Siddartha (SWRB #16)

   [Babs, Susana:]    

   Atropelando sem cerimónia os quatro livros do último mês - entre os quais, adianto, se encontra a quase redenção do Roth -, eis Siddartha, clássico de Hermann Hesse que fica bem em qualquer a estante. Esta obra teimava em aparecer em todas as listas de clássicos; um requisito; um quadradinho para preencher; e o que eu quero é ser bem lida, para me tornar num ser humano ainda mais irritante [já que ninguém gosta de mim*, pelo menos que se sintam incomodados].

   A história é simples; pelo menos, tão simples quanto a vida de uma pessoa consegue ser quando limitada a cento e cinquenta páginas. O jovem Siddartha é-nos apresentado ao decidir abandonar o conforto familiar, e o generoso financiamento dos progenitores, para ser uma espécie de monge itinerante, meditando e bebendo água da chuva em busca da… luz? Da paz interior? Do sentido da vida, que é o que todos os jovens (olá!) se sentem impelidos a encontrar nalgum ponto da sua autodescoberta - acho eu; como assim, nem toda a agente é como eu? Em busca de si próprio, pronto. Siddartha erra pela floresta com os seus companheiros jejuantes; conhece o Buda, admira-lhe a doutrina; mas depois conhece uma miúda gira. A culpa é sempre da miúda gira. Por sua causa corta o cabelo, arranja trabalho e enriquece no ofício de mercador. Assim leva a vida por uns bons anos: é um homem rico, é um jogador, é amante de uma boazona; e depois tem uma crise de meia idade; em vez de comprar uma liteira descapotável, decide regressar à floresta. Torna-se barqueiro; envelhece e torna-se também um sábio; descobre um filho que o odeia e abandona; e, finalmente, descobre-se a si mesmo.

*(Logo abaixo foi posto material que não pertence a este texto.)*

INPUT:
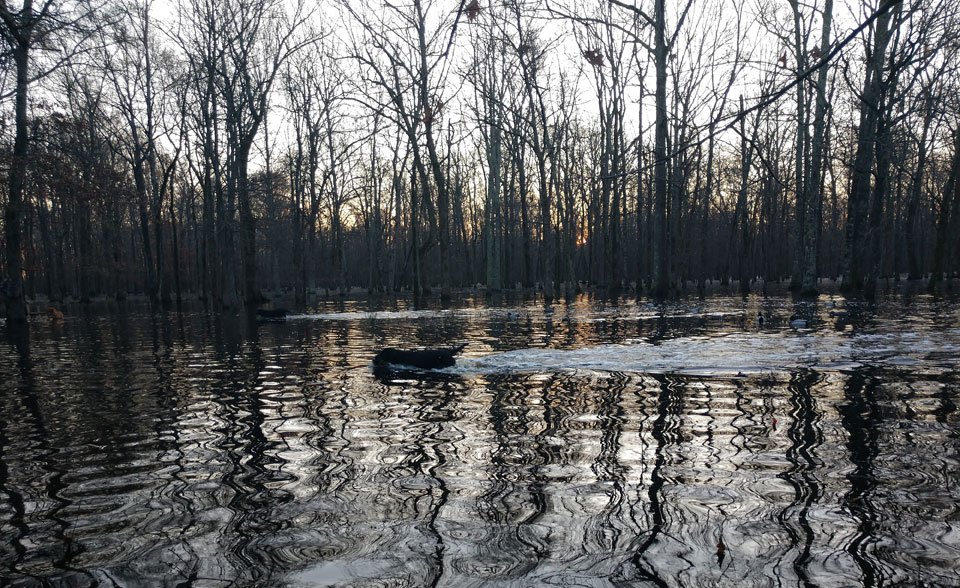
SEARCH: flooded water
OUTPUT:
[0,297,960,588]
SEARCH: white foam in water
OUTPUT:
[287,310,476,321]
[445,330,960,376]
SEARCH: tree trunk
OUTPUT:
[798,0,833,295]
[928,129,960,292]
[3,45,30,323]
[650,0,670,298]
[842,2,891,291]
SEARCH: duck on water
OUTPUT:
[373,343,467,370]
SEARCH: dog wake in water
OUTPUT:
[373,343,467,370]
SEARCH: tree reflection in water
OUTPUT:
[0,299,960,586]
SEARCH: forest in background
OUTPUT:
[0,0,960,320]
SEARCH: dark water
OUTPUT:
[0,297,960,587]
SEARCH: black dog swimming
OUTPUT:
[373,343,467,370]
[257,308,287,321]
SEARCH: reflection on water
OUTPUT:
[0,298,960,587]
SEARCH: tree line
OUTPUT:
[0,0,960,320]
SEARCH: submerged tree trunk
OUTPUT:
[929,129,960,292]
[842,1,891,291]
[650,0,670,298]
[0,45,30,323]
[797,0,833,295]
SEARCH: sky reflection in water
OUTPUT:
[0,298,960,587]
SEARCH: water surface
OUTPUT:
[0,297,960,588]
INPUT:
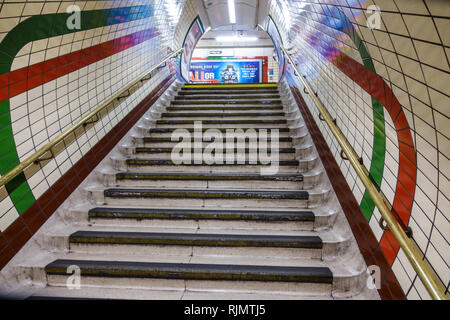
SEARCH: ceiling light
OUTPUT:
[216,36,258,42]
[228,0,236,23]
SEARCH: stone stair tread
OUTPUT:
[69,230,322,249]
[126,158,300,167]
[140,136,292,143]
[161,112,284,118]
[89,206,315,221]
[149,127,289,134]
[45,259,333,284]
[116,172,303,181]
[103,187,309,200]
[132,145,295,153]
[28,286,333,300]
[156,119,287,124]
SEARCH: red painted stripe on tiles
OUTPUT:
[0,72,175,270]
[286,75,406,300]
[0,28,159,101]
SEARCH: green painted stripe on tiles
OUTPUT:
[0,6,153,214]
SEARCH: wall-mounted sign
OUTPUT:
[180,16,205,81]
[266,16,285,79]
[189,59,262,83]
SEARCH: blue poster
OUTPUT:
[190,59,262,83]
[266,16,285,79]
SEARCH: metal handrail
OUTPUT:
[281,47,448,300]
[0,48,184,187]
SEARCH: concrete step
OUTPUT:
[85,206,316,234]
[99,171,322,190]
[175,93,280,101]
[133,135,293,148]
[87,187,330,208]
[170,98,282,106]
[145,125,290,137]
[68,230,323,259]
[156,119,287,128]
[166,104,284,112]
[45,259,333,293]
[100,172,322,190]
[28,286,333,301]
[161,111,284,120]
[111,156,318,173]
[177,88,279,96]
[120,148,298,164]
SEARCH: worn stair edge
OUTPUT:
[149,127,290,133]
[88,207,315,222]
[126,159,300,167]
[170,98,282,106]
[175,93,280,100]
[69,231,323,249]
[166,105,284,111]
[45,259,333,284]
[116,172,304,182]
[142,136,292,143]
[161,112,285,118]
[134,146,296,154]
[103,188,309,200]
[156,119,287,124]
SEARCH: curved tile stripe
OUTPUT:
[0,6,153,214]
[290,8,417,264]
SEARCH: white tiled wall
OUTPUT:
[0,0,184,231]
[270,0,450,299]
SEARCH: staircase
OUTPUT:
[8,84,376,299]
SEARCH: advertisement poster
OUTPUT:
[189,59,262,83]
[180,17,204,80]
[267,16,285,79]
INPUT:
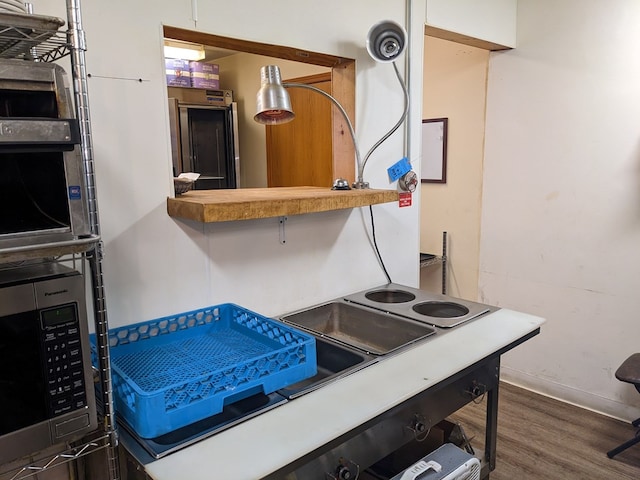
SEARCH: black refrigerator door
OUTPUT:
[181,107,236,190]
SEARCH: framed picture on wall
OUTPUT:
[420,118,448,183]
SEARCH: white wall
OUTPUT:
[480,0,640,418]
[426,0,518,47]
[36,0,424,327]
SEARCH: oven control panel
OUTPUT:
[40,303,87,417]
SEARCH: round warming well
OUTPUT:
[413,302,469,318]
[364,290,416,303]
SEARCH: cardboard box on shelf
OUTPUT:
[164,58,191,87]
[189,62,220,89]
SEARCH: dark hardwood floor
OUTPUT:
[450,382,640,480]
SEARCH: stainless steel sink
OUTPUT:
[278,337,377,399]
[280,300,436,355]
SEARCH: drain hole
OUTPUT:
[413,302,469,318]
[365,290,416,303]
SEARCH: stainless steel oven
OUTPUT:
[168,87,240,190]
[0,59,91,255]
[0,263,97,465]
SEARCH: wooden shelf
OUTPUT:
[167,187,398,222]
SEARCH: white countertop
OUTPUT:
[145,309,544,480]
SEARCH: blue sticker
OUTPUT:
[387,157,411,182]
[69,185,82,200]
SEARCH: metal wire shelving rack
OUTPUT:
[0,0,120,480]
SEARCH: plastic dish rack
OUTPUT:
[91,303,317,438]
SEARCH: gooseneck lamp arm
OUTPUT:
[282,82,366,188]
[358,62,409,176]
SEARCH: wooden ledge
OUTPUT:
[167,187,398,222]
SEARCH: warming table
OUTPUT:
[136,309,544,480]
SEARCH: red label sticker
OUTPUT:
[398,192,411,207]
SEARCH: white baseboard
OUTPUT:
[500,366,640,422]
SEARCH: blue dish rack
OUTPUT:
[91,303,317,438]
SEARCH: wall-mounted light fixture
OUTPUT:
[164,40,205,61]
[253,20,409,189]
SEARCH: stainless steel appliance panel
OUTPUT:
[168,87,240,190]
[0,266,97,464]
[0,59,91,252]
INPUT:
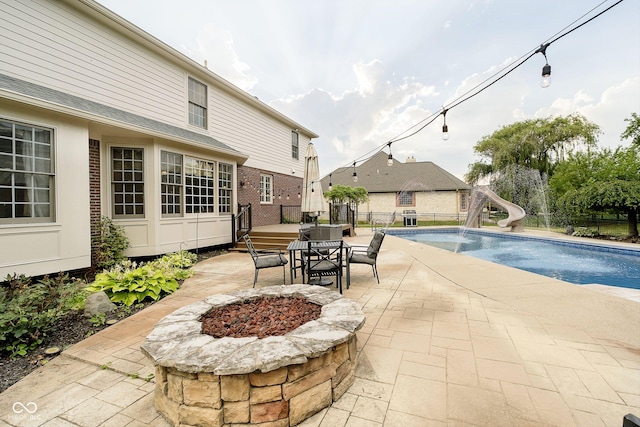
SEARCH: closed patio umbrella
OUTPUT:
[300,144,327,224]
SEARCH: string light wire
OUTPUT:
[322,0,624,182]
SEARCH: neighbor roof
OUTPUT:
[322,151,471,193]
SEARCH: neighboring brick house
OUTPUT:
[0,0,317,277]
[322,151,471,224]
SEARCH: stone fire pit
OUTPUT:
[142,285,365,427]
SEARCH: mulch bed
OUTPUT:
[0,303,152,393]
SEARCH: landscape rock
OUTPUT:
[84,291,117,317]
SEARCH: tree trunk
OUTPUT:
[627,208,638,237]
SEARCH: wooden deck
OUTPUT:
[235,224,356,251]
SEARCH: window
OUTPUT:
[189,77,207,129]
[260,175,273,203]
[111,147,144,217]
[291,131,300,160]
[0,119,54,223]
[160,151,182,215]
[184,157,215,213]
[218,163,233,214]
[396,191,415,206]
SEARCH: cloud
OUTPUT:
[182,24,258,91]
[535,77,640,148]
[270,60,438,174]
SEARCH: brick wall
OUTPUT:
[237,166,302,226]
[89,139,102,265]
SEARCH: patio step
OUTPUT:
[233,230,298,252]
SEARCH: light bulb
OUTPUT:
[540,64,551,87]
[442,125,449,141]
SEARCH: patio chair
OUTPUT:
[242,234,289,288]
[347,231,385,289]
[292,227,311,283]
[305,240,344,293]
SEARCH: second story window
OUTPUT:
[189,77,207,129]
[396,191,415,206]
[291,130,300,160]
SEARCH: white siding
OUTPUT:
[0,102,91,278]
[0,0,186,127]
[0,0,310,176]
[209,91,309,177]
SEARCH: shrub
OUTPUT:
[95,216,129,270]
[87,251,197,306]
[0,274,86,357]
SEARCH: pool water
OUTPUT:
[389,229,640,289]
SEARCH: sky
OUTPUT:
[97,0,640,179]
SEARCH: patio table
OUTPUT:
[287,240,350,283]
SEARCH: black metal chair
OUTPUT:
[347,231,385,289]
[293,228,311,283]
[242,234,289,288]
[305,240,344,293]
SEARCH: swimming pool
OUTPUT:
[388,229,640,289]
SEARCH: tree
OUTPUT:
[620,113,640,148]
[324,184,369,224]
[324,184,369,205]
[549,146,640,236]
[465,114,600,184]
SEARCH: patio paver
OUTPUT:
[0,229,640,427]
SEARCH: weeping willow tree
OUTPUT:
[465,114,600,184]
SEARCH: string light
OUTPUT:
[535,43,551,88]
[442,109,449,141]
[318,0,624,182]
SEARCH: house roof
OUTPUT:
[321,151,471,193]
[0,74,247,163]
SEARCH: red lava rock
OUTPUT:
[200,297,322,338]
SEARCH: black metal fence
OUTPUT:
[357,212,629,237]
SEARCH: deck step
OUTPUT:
[234,231,298,252]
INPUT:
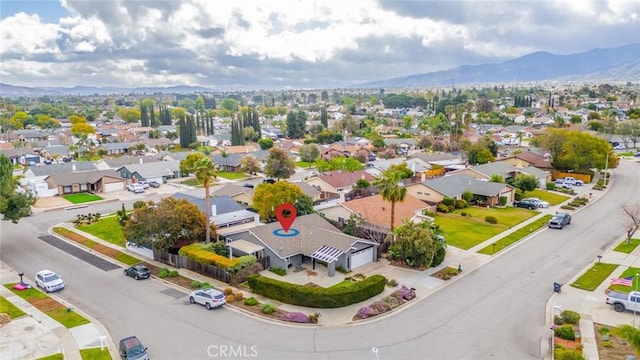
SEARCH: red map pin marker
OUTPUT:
[276,203,298,232]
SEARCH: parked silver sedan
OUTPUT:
[189,289,227,310]
[524,198,549,209]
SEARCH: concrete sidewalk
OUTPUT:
[0,263,118,360]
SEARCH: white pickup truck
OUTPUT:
[558,176,584,186]
[606,291,640,312]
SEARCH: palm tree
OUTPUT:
[189,156,218,242]
[376,170,407,232]
[613,325,640,354]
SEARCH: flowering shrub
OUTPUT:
[280,311,309,323]
[356,306,378,319]
[369,300,391,314]
[382,296,402,309]
[391,286,416,300]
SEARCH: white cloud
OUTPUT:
[0,0,640,87]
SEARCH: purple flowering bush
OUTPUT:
[369,300,391,314]
[392,286,416,300]
[356,306,378,319]
[280,311,309,323]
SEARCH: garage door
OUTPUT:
[350,246,373,270]
[104,181,124,192]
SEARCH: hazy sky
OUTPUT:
[0,0,640,90]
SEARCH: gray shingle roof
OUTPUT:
[119,160,180,179]
[423,174,509,197]
[231,214,377,259]
[29,161,97,176]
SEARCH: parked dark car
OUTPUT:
[118,336,149,360]
[513,200,538,210]
[549,213,571,229]
[124,264,151,280]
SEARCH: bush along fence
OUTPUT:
[153,244,269,285]
[248,274,387,309]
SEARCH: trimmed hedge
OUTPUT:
[248,274,387,309]
[178,243,257,271]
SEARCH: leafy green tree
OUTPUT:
[513,174,538,194]
[298,144,320,163]
[536,128,618,171]
[253,181,308,222]
[287,110,307,139]
[264,147,296,179]
[393,220,437,267]
[240,155,260,175]
[613,325,640,355]
[374,170,407,231]
[123,197,211,251]
[180,155,218,242]
[258,138,273,150]
[0,154,37,224]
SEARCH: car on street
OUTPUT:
[124,264,151,280]
[554,179,573,189]
[118,336,149,360]
[136,180,150,189]
[523,198,549,209]
[549,212,571,229]
[513,199,538,210]
[36,270,64,293]
[189,289,227,310]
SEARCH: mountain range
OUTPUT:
[0,43,640,97]
[357,43,640,88]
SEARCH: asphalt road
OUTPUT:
[0,162,640,360]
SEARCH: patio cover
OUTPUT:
[227,239,264,254]
[311,245,344,263]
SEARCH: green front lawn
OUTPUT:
[0,296,27,319]
[218,171,247,180]
[478,215,552,255]
[296,161,316,169]
[609,267,640,293]
[78,216,125,247]
[36,353,64,360]
[524,189,569,206]
[4,284,90,329]
[571,263,619,291]
[613,238,640,254]
[62,193,102,204]
[435,206,538,250]
[80,347,112,360]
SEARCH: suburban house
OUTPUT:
[24,161,96,180]
[210,154,245,172]
[455,161,551,188]
[97,141,138,156]
[500,151,553,171]
[314,194,435,233]
[172,193,261,236]
[213,183,254,207]
[44,170,126,195]
[407,173,515,206]
[227,214,378,276]
[96,155,160,170]
[116,160,182,184]
[306,170,376,199]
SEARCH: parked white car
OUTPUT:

   Contrariando a impressão que este resumo imbecil** vos pode causar, digo-vos que até gostei do livro. Não o adorei, não me marcou, não mudou a minha forma de ver a vida, mas gostei de o ler. Entreve-me e relaxou-me. É um livro bonito, agradável, fácil de ler, e com várias passagens que convidam à reflexão, mas sem apelar a um existencialismo exagerado e deprimente. Aliás, achei o tom da obra bastante alegre, como um conto infantil. Simples mas com várias mensagens poderosas e intemporais: percebe-se porque está arrumado na prateleira dos clássicos.

 

* Tenho direito a este tipo de declarações pelo menos uma vez por mês.

** Outra coisa a que tenho direito é à imbecilidade - várias vezes por mês.